Dei reietti il vessillo innalziamo
la bandiera color di sangue
ed il popol che soffre e che langue
scenderà ne la pugna mortal.
I borghesi i regnanti ed i preti
con le ciarle bendaronci gli occhi
noi tremanti piegammo i ginocchi
e per loro sgozzammo il fratel.
Ora basta non stiam più queti
sotto il peso di tanta vergogna
non più muti subiamo la gogna
de l'infamia lo scherno crudel.
Ora basta le messi e le terre
i palagi son nostri e le reggie
non vogliamo più essere un greggie
di codardi dannati a soffrir.
Siam milioni la forza siam noi
né mancar ci potrà la vittoria
ove manchi - la forca e la gloria
per i forti che sanno morir.
Su da forti spezziam le catene
che ci avvinsero i polsi tanti anni
sol lo schiavo che teme i tiranni
non è degno d'aver libertà.
Ai borghesi diremo: per voi
di noi stessi ci femmo assassini
del fratello noi fummo i Caini
ma or siam stanchi di tanta viltà.
Da le valli dai monti dal mare
scenda venga la santa canaglia
l'affamato che muor sulla paglia
la venduta donzella e l'artier.
Implacata discenda a spezzare
le barriere di tanti dolori
distruggendo governi e signori
oppressori del corpo e pensier.
* * * * * * * *
LA COLONIA CECILIA (IL CANTO DELLA FORESTA)
L'eco delle foreste
dalle città insorte al nostro grido
Or di vendetta sì, ora di morte
liberiamoci dal nemico.
All'erta compagni dall'animo forte
più non ci turbino il dolore e la morte
All'erta compagni, formiamo l'unione
evviva evviva la rivoluzione.
Ti lascio Italia, terra di ladri
coi miei compagni vado in esilio
e tutti uniti, a lavorare
e formeremo una colonia sociale.
E tu borghese, ne paghi il fio
tutto precipita, re patria e dio
e l'Anarchia forte e gloriosa
e vittoriosa trionferà,
sì sì trionferà la nostra causa
e noi godremo dei diritti sociali
saremo liberi, saremo uguali
la nostra idea trionferà.
* * * * * * * *
LE ULTIME ORE E LA DECAPITAZIONE DI SANTE CASERIO
(Sante Caserio fu ghigliottinato per aver pugnalato Sadi Carnot, presidente della Repubblica Francese)
(composta da P.Cini)
Il sedici di agosto, sul far della
mattina,
Il boia avea disposto l'orrenda ghigliottina,
Mentre Caserio dormiva ancor
Senza pensare al triste orror.
Entran nella prigione direttore e prefetto,
Con voce di emozione svegliarono il giovinetto;
Disse svegliandosi: "Che cosa c'è?".
"è giunta l'ora, alzatevi in piè".
Udita la notizia si cambiò nell'istante,
Veduta la giustizia stupì tutto tremante;
Il chieser: "Prima di andare a morir,
Dite se avete nulla da dir".
Così disse al prefetto: "Allor ch'io morto sia,
Prego, questo biglietto date alla madre mia;
Posso fidarmi che lei lo avrà ?
Mi raccomando per carità .
Altro non ho da dire: schiudetemi le porte,
Finito è il mio soffrire, via datemi la morte;
E tu, mia madre, dai fine al duol
E datti pace del tuo figliuol".
Poi con precauzione dal boia fu legato
E in piazza di Lione fu quindi trasportato
E spinto a forza il capo entrò
Nella mannaia che lo troncò.
Spettacolo di gioia la Francia manifesta,
Gridando: "Evviva il boia che gli tagliò la testa!"

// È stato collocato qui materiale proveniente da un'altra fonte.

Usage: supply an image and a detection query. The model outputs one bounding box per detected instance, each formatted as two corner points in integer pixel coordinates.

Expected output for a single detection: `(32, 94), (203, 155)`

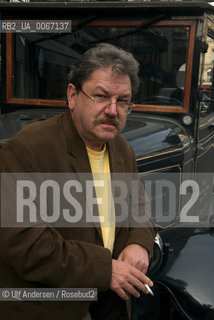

Gente tiranna e senza cuor,
Chi sprezza e ride l'altrui dolor.
Allor che n'ebbe avviso l'amata genitrice,
Le lacrime nel viso scorreano all'infelice;
Era contenta la madre almen
Pria di morire stringerlo al sen.
L'orribile dolore le fè bagnare il ciglio,
Pensar solo al terrore che li piombò nel figlio;
Misera madre, quanto soffrì
Quando tal nuova del figlio udì!
Io pregherò l'Eterno, o figlio sventurato,
Che dal tremendo averno ti faccia liberato;
Così, pregando con forte zel,
L'alma divisa ritorni in ciel!
* * * * * * * *
LA RIVOLUZIONE è COME LA RUGIADA
La rivoluzione è come la rugiada
Che fa le sementi diventare piante
E agli alberi conserva foglie verdi.
La rivoluzione fa i poveri prosperare
E li fa essere felici.
La rivoluzione dà agli uomini
Il meglio del lavoro
E guadagnare il merito
D'apprendere a leggere
E a curarsi.
La rivoluzione è la luce degli oppressi,
È la voce dei poveri.
* * * * * * * *
LA MARSIGLIESE DEL LAVORO (L'INNO DEI PEZZENTI)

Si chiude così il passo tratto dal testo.